Na skrzyżowaniu Alei Słowackiego z ulicą Mazowiecką tylko w ciągu ostatnich dwóch lat doszło aż do 70 wypadków drogowych. W wyniku ich dwanaście osób zostało rannych, w tym pięć ciężko. Miasto szukało rozwiązań, które zapewniłyby bezpieczne korzystanie z tego newralgicznego miejsca.
– ZDMK od kilku lat prosił o fundusze na przebudowę skrzyżowania. Tych jednak nie było. Znaleźliśmy jednak sposób na ich pozyskanie. Jedna z firm deweloperskich, starająca się o zgodę na inwestycję w tej części miasta, zgodziła się pokryć w pełni koszt przebudowy – przekazał w mediach społecznościowych Aleksander Miszalski.
Nadzieje mieszkańców spełzły na niczym
Przypomnijmy, ponad 2,2 tys. internautów podpisało się pod petycją do prezydenta Krakowa Aleksandra Miszalskiego oraz przewodniczącego rady Jakuba Koska. Domagali się w niej, aby urzędnicy porzucili plany na budowę 150-metrowego lewoskrętu z al. Słowackiego w ulicę Mazowiecką.

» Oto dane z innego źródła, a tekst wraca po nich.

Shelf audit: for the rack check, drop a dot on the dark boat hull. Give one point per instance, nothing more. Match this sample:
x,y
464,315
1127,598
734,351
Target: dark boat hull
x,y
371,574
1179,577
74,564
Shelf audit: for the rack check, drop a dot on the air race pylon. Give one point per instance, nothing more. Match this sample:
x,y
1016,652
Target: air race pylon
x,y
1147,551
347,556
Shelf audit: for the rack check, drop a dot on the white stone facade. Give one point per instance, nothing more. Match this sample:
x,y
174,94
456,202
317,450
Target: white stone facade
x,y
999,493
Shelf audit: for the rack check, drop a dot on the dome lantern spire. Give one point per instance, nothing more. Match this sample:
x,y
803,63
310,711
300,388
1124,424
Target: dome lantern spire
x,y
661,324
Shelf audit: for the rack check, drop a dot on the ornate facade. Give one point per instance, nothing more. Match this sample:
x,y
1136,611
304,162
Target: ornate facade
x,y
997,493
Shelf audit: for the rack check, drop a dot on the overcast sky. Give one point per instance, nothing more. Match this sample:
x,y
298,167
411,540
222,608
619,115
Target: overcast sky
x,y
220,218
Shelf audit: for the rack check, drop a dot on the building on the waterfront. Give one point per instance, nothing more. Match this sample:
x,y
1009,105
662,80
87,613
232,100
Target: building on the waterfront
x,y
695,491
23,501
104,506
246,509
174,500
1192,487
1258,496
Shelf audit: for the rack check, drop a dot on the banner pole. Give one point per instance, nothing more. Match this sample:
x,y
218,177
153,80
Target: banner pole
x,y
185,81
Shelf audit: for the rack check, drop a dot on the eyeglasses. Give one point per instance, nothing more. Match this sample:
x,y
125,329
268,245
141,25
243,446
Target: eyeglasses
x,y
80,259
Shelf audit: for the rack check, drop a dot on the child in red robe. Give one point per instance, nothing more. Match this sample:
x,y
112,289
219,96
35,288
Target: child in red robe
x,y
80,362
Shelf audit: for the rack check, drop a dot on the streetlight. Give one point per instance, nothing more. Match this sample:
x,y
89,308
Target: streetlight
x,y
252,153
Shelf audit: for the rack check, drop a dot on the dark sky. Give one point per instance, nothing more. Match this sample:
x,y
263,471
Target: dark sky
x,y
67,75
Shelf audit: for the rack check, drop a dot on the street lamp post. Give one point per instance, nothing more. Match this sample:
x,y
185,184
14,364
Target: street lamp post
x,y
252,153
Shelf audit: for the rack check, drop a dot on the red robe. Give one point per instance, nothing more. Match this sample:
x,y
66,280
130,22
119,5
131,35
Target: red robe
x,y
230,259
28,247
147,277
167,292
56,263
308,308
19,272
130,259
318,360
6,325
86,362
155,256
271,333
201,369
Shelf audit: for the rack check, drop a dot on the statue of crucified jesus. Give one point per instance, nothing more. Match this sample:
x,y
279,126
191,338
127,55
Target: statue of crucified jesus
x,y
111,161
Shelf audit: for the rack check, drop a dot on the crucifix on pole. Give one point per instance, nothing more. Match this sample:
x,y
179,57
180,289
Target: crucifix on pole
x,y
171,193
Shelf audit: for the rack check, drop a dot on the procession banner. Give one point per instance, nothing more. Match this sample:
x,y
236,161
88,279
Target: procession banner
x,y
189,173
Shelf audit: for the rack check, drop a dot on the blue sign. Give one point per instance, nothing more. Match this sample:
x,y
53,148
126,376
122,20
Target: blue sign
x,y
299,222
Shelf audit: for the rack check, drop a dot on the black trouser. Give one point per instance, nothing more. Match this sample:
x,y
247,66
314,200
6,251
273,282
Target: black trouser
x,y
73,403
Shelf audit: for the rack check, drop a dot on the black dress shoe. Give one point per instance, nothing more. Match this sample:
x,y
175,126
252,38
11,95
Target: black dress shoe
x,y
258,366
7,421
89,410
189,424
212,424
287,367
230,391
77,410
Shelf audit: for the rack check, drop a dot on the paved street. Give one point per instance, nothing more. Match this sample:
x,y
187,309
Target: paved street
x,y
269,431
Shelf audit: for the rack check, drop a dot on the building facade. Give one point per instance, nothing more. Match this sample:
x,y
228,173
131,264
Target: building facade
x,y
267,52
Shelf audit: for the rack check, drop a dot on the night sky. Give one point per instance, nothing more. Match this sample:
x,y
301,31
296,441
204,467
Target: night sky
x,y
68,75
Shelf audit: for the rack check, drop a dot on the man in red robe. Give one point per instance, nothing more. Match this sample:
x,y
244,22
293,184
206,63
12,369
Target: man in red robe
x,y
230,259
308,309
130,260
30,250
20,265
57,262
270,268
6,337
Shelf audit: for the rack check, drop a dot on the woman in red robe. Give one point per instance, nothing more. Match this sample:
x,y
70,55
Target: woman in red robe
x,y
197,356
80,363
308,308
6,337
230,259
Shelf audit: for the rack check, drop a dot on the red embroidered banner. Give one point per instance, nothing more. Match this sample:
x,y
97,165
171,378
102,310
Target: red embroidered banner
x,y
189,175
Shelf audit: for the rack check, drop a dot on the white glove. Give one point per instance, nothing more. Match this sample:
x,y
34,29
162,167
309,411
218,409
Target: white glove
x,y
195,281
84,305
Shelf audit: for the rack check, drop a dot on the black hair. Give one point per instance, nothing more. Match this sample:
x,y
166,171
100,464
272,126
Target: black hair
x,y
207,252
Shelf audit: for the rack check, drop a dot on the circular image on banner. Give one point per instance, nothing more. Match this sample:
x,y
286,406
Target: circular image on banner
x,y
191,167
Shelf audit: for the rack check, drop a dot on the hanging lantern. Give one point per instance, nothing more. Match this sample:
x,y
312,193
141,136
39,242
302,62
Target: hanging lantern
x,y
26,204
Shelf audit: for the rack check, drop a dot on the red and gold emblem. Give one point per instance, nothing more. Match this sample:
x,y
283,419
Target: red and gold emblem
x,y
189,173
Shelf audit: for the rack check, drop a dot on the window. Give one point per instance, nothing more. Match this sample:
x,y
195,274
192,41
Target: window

Mieszakńcy obawiali się przede wszystkim ingerencji w zieleń. Budowa lewoskrętu wiązałaby się z usunięciem krzewów oraz dwóch drzew, w tym m. in. topoli. Drugie drzewo miałoby zostać przesadzone. Jednak, jak zapewnił włodarz miasta, żadne drzewo nie ucierpi na realizacji inwestycji.